In a disappointing case of déj vu, investors drove down shares in Genitope Corp. by 48.6 percent after learning that a Phase III study of its lead cancer treatment would last longer than expected.

The news starkly mirrors that of a year ago, and on Friday, the stock (NASDAQ:GTOP) lost $2.71, to close at $2.87, an all-time low, on heavier-than-usual volume. Like last year, the company disclosed that its pivotal trial of MyVax would have to continue, this time until December 2007.

That was the recommendation of an independent data safety monitoring board following its second interim analysis of efficacy data in follicular non-Hodgkin's lymphoma patients.

"I think the reaction today is certainly rational," Jason Kantor, an analyst with RBC Capital Markets, said of the stock drop. Noting that there will be no more news drivers until the trial ends, "it's not a very attractive opportunity from that perspective."

Genitope Chairman and CEO Dan Denney admitted his "disappointment" during a conference call, acknowledging a hope "that we would cross the goal line" at this point. But the study has yet to reach a statistically significant difference to prove the personalized immunotherapy's merit relative to treatment with a nonspecific immunotherapy control.

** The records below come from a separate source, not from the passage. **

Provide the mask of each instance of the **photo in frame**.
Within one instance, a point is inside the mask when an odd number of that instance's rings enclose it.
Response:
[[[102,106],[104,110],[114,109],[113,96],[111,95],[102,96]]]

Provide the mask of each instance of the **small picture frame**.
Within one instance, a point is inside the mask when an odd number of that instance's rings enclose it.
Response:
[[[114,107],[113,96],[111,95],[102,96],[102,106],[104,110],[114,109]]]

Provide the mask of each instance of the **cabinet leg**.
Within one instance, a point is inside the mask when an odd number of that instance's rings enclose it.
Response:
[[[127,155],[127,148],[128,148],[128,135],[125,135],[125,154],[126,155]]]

"We don't know what's wrong with the trial at this point," Kantor told BioWorld Today. "There are no known facts here, except that they didn't hit the statistical hurdle - 0.0026."

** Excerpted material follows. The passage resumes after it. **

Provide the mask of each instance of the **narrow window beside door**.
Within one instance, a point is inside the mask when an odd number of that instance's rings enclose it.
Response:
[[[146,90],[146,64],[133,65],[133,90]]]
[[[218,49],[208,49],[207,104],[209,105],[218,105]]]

The Redwood City, Calif.-based company will release some of the study's early findings this week as part of a government filing. Denney, who said there are "no red flags" in the data, added he remains "optimistic about the ultimate outcome" of the study.

Kantor also expects success in the end, noting the trial "will probably show a statistically significant benefit at the final analysis," but he questioned whether it would be as robust a response as was expected because the statistical assumptions going into the study have yet to be realized.

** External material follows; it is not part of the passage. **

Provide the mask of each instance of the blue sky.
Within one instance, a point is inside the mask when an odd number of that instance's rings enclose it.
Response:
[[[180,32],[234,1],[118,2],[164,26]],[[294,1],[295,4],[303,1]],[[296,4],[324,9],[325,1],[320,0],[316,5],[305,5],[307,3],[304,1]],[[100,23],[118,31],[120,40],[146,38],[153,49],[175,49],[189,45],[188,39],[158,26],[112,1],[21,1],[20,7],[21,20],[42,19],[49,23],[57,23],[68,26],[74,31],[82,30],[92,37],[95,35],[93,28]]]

Also, he indicated he expects little clarity from this week's unveiling of data, predicting that while the findings might demonstrate a significant prolongation of progression-free survival in the entire patient population, there would be no clear insight as to MyVax's impact. That could lead to confusion, Kantor said, but he thinks the therapy "probably does work.'

Nevertheless, New York-based RBC downgraded Genitope's stock.

The company's disclosure a year ago that an initial interim analysis indicated that the study would have to continue was met with a similar reaction, causing a 27.9 percent plunge in the company's shares to $8.80. (See BioWorld Today, July 27, 2005.)

Between 270 and 300 patients are participating in the trial, which began in November 2000. Its continued duration has been of concern relative to Genitope's ability to cover costs. The company had $119.7 million in reserve cash, cash equivalents and marketable securities as of March 31.

Denney, who said "we've been very careful with our pennies until now," added it was too early to determine whether Genitope would need to raise additional funds next year. Looking back a bit, money has been brought in ahead of both interim analyses: A financing earlier this year netted about $58.7 million, and one before that raised $53.7 million. (See BioWorld Today, Dec. 15, 2004, and Feb. 8, 2006.)

Denney noted plans to start further MyVax studies could be delayed by as long as three months to further conserve cash, though he offered little transparency on the company's burn rate going forward. In addition to the Phase III work in follicular non-Hodgkin's lymphoma, for which the product has fast-track status from the FDA, there is an ongoing Phase I/II trial in chronic lymphocytic leukemia patients.